Selection of Primary index


Selection of Primary index

Hi Experts,

I have situation where i have to select the primary index . I have a huge table almost with 50 columns.

Combination of my integer columns are not so unique but if i add Varchar field it becomes unique. Even only varchar field alone is very unique. But as far as i know , as a good practice we should not select varchar field as PI  but dont know the reason.

Could you please let me know can i select the varchar field alone as PI if not then why? Or does not matter column is varchar or integer all does matter is distribution only.




Re: Selection of Primary index

Guidelines for selecting PI are if you use most frequently in access or equality conditions.
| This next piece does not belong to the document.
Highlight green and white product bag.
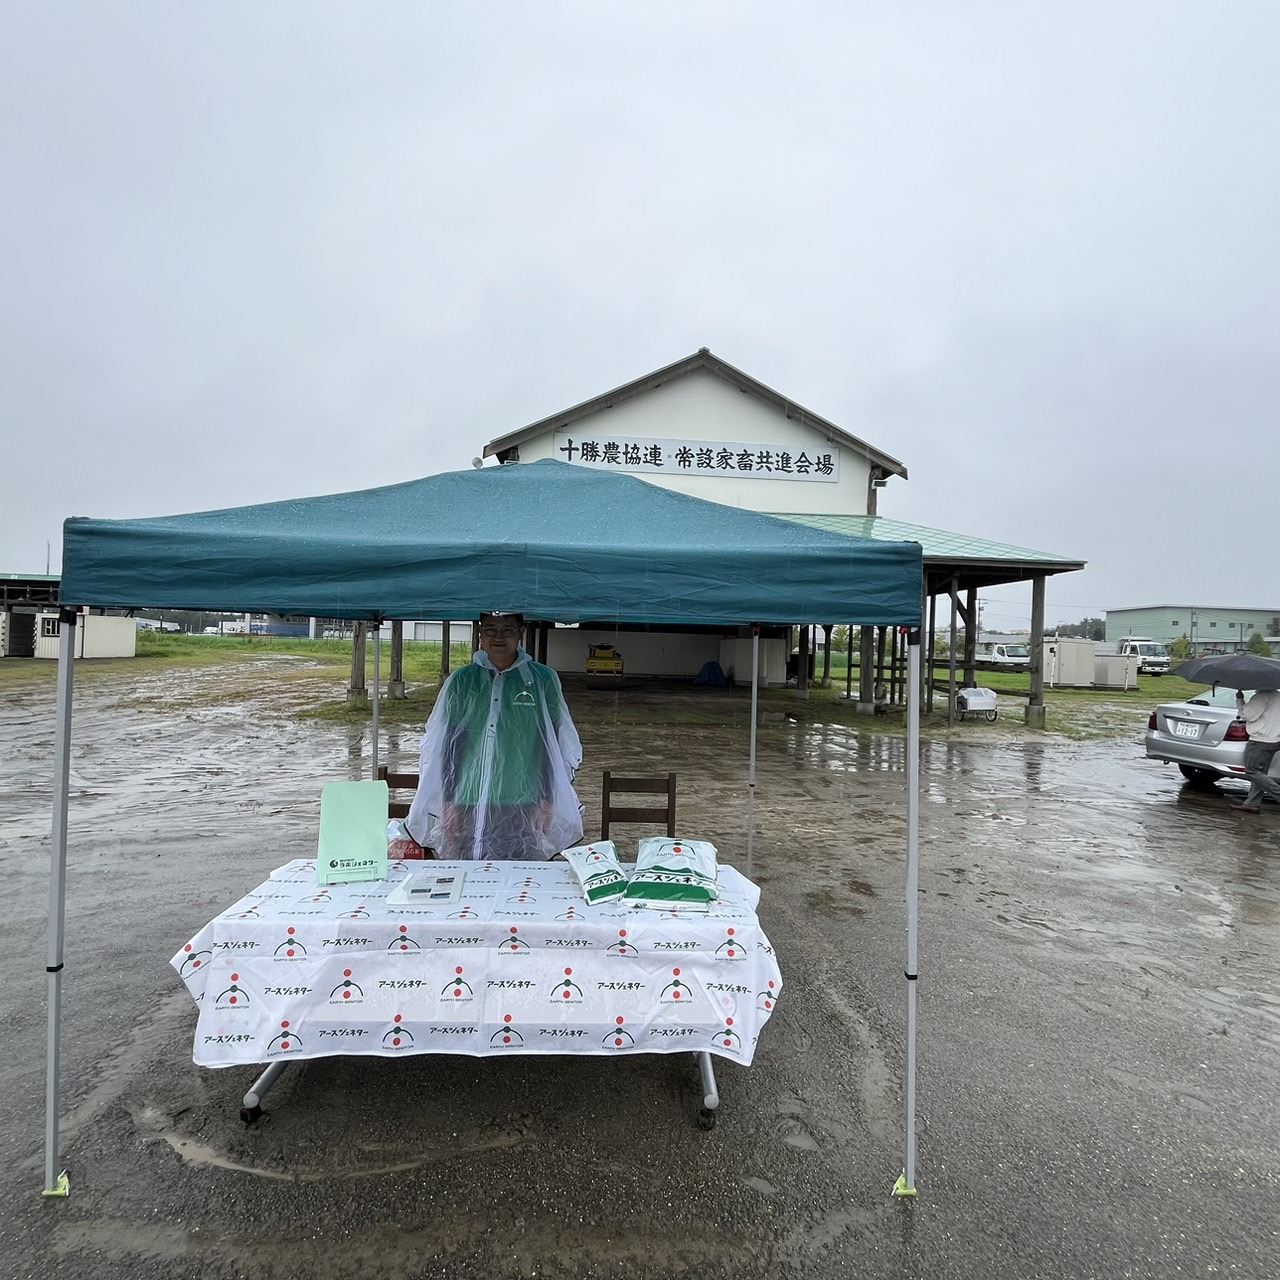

Dstinct values that distribute evenly across all amps to maximize parralelism. It is a column

that is non-volatile. It is good if it(they) has/have  much many more tha the distinct number of amps in the system.There are few more points but these are related to your reqt.

So go for the varchar if it suits the above guidelines. It may require that you can have composite too.Check the reqt.

I suggest you read the hashing algorithm, how the values are passed thru hashing algorithm(value being passed... and what is the output from hashing)...., then hashmap.....



Re: Selection of Primary index

Thanks Raja.

Actually i am planning to use Customer_Name column as PI but this column is not going to use much in the join columns but if i don’t use this column then i am getting skew space error  and its not allowing me to insert the records in the table.

Do you think i should use composite PI or just Name field?



Re: Selection of Primary index

I suggest you check  the data distribution properly. You have 50 columns. Else you may need to change later.

You can go ahead with composite if you are using them too in access conditions.

Teradata Employee

Re: Selection of Primary index

On a very high level, for data loading you need to select column(s) giving you the unique values for most of data .... for accessing the data you need to select column(s) causing minimum re-distribution of data.

Hence, there will never be a case that defines PIs 'ideally' .... and its always how the data is going to be used both ways.

Junior Supporter

Re: Selection of Primary index

Hi Nilesh,

While choosing a PI, you always have to balance between the distribution and access. Some columns will give you optimal distribution while some will provide optimal access performance. You need to choose column with good distribution and better access. Good distribution helps parallel processing, so having optimal distribution a lot of access performance will be gained.